I've given this a strong downvote, but I'm writing a comment so the OP and passerby aren't confused why a long comment that provides relevant answers is (currently) sitting at -3 karma:

  1. Repeating the false but popular assertion that smart people can't outperform indexes without insider knowledge/huge amounts of luck.
  2. Conflating whether it's moral to invest in China with whether it is profitable.
  3. The suggestion that the asker should look into selling moonshine/other contraband. (This isn't a moral complaint, it's just bad advice. Starting a manufacturing business isn't a remotely suitable replacement for stock investing + the risk adjusted returns of such a business are very poor.)
Replies from: mikkel-wilson, stuart-anderson
comment by MikkW (mikkel-wilson) · 2020-07-27T04:06:42.638Z · LW(p) · GW(p)

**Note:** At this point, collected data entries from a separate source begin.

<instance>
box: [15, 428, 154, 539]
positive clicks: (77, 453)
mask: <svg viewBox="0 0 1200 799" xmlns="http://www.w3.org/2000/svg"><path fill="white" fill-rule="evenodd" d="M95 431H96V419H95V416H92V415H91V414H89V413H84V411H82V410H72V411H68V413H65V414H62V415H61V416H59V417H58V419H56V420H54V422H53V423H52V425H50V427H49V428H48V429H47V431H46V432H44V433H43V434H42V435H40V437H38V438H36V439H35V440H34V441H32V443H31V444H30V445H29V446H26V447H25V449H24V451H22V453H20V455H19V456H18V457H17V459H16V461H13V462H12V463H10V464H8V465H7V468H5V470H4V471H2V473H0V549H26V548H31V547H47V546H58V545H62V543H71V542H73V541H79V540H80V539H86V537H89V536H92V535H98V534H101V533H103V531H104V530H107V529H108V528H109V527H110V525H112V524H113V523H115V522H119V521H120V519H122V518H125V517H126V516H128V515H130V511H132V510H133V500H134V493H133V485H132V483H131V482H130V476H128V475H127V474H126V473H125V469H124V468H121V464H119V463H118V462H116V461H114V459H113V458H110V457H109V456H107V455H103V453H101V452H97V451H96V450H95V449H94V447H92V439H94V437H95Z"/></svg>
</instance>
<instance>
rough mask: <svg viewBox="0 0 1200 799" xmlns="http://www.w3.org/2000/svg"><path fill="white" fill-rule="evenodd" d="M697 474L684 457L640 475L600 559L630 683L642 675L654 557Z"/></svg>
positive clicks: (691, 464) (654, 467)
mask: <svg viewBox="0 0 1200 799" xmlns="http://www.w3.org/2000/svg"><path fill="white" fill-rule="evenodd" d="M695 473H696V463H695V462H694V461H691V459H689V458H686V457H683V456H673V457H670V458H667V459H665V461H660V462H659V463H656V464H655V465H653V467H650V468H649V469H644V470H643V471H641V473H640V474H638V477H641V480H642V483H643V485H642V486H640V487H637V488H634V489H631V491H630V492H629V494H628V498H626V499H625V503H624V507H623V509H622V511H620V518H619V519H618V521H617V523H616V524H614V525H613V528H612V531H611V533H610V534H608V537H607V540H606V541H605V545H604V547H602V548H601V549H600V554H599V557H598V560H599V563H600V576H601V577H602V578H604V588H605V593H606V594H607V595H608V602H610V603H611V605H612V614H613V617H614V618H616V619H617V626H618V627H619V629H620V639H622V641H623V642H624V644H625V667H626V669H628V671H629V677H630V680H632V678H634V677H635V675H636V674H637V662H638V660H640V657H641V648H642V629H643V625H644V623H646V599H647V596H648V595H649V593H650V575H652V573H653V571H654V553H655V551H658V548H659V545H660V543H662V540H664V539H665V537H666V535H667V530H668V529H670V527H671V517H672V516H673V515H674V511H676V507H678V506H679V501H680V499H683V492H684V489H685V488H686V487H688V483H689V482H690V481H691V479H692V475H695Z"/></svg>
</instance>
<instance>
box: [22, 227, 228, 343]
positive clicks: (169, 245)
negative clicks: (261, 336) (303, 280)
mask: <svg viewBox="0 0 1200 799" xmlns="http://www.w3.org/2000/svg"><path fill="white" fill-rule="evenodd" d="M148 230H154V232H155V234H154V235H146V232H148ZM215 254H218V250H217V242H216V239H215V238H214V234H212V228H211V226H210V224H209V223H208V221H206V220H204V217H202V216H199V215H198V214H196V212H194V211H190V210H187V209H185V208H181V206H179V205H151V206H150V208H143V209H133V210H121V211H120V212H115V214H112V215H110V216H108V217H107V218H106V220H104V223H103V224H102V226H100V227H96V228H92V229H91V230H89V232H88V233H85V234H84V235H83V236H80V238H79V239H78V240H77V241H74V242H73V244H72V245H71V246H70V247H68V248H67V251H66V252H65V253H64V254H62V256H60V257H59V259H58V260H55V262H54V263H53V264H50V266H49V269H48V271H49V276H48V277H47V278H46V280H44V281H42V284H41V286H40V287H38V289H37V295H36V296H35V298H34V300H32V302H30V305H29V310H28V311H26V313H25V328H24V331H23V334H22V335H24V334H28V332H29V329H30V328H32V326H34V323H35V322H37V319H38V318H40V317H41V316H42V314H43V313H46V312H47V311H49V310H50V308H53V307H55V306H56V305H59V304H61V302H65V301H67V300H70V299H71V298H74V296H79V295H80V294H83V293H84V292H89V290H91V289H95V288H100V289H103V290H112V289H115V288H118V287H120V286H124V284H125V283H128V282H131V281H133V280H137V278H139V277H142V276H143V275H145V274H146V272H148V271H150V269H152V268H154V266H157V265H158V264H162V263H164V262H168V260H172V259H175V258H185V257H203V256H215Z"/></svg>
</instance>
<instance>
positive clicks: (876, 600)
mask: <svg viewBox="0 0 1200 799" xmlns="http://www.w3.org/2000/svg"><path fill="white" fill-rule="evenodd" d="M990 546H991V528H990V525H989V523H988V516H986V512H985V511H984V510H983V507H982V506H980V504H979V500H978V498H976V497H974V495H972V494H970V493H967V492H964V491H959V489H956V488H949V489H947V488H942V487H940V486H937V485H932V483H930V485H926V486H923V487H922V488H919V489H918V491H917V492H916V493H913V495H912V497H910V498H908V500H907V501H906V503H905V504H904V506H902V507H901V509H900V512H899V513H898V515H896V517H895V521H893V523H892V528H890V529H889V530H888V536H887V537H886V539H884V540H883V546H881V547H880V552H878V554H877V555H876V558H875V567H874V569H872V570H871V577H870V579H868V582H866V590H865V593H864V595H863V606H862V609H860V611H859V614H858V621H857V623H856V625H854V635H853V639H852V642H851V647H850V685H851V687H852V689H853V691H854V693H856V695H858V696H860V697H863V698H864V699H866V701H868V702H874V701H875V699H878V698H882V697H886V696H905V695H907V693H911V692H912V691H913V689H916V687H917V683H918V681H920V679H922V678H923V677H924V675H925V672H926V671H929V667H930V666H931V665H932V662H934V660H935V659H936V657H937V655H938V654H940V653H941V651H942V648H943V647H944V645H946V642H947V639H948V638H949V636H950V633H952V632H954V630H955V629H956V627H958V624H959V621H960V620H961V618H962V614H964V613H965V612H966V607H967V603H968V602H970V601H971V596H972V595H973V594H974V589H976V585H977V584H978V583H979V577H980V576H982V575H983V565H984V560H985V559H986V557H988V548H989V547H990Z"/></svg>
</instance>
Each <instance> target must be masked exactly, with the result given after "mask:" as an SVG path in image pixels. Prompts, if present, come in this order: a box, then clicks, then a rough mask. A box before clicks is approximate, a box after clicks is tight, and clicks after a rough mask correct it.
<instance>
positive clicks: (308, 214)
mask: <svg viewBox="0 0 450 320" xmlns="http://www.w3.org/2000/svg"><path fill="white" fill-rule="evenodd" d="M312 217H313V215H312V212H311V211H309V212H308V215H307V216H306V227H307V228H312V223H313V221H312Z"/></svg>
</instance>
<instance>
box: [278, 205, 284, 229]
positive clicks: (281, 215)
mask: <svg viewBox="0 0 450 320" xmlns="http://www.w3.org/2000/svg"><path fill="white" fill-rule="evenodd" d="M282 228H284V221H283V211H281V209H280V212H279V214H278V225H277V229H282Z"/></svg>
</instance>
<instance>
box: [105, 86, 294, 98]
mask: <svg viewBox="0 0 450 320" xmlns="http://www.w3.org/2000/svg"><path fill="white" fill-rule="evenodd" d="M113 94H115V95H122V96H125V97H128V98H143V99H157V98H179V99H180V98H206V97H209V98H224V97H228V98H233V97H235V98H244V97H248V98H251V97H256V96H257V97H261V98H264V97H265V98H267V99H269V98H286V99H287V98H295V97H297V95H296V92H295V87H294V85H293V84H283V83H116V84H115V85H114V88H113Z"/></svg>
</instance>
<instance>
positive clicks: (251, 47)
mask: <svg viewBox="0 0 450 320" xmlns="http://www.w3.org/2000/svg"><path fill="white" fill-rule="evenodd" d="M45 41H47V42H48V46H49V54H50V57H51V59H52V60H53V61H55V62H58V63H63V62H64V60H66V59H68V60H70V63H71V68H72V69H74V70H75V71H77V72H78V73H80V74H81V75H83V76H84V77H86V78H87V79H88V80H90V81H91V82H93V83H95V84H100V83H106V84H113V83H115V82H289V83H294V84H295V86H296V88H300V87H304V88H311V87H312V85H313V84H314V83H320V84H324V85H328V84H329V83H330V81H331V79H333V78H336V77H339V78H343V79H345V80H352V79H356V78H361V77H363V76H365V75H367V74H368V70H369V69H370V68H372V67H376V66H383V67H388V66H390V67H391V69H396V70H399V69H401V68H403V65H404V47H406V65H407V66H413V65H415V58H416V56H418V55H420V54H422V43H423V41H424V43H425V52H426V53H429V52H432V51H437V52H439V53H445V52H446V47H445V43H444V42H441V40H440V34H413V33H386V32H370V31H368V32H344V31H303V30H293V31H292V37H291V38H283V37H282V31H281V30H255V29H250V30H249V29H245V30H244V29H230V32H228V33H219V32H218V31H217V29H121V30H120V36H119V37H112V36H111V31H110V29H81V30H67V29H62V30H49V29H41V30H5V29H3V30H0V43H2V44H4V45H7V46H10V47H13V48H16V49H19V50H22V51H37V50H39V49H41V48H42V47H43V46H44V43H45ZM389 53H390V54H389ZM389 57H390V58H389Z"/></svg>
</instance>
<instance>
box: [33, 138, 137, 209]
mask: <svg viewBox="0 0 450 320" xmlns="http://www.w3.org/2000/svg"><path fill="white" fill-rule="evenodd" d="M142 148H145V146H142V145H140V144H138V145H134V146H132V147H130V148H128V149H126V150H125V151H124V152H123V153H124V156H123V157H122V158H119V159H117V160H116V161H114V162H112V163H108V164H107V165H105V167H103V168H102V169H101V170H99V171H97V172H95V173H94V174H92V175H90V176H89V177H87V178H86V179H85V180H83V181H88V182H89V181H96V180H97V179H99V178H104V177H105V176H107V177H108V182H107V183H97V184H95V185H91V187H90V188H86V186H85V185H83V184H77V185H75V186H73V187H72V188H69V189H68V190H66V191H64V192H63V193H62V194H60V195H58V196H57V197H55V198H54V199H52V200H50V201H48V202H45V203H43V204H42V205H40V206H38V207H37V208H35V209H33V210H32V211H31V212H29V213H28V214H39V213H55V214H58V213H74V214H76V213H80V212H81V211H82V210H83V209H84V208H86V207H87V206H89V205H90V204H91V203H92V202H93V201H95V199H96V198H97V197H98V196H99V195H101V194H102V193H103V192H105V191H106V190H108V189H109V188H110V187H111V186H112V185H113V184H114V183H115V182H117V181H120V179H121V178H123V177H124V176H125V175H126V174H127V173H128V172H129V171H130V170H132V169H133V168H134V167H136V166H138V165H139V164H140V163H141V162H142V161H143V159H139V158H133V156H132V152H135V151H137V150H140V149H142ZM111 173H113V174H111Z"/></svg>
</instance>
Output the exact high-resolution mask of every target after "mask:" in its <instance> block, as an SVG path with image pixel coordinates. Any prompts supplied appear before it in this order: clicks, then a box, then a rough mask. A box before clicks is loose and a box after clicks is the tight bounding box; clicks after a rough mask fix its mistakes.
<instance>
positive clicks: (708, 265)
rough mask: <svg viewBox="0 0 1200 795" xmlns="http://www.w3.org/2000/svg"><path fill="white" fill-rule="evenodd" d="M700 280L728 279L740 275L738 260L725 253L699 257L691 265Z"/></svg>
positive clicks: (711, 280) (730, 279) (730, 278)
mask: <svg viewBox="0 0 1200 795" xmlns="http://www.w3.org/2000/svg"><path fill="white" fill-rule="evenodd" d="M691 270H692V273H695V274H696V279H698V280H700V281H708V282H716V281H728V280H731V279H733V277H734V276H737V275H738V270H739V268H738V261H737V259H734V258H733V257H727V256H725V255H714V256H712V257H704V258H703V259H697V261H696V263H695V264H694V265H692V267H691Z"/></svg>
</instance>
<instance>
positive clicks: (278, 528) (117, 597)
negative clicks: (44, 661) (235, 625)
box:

Conflating moral with profitable

I say props to Stuart for not letting Goodhart get the best of him, and we should follow suit. Investing in China might be profitable (i.e. provide financial returns), but it also increases the probability of living in a world that I don't want to live in- for selfish reasons as much as moral reasons.

When investing, it's far too easy to be blinded by the numbers, and end up actively incentivizing bad things to happen. That's not something rationalists should strive to do.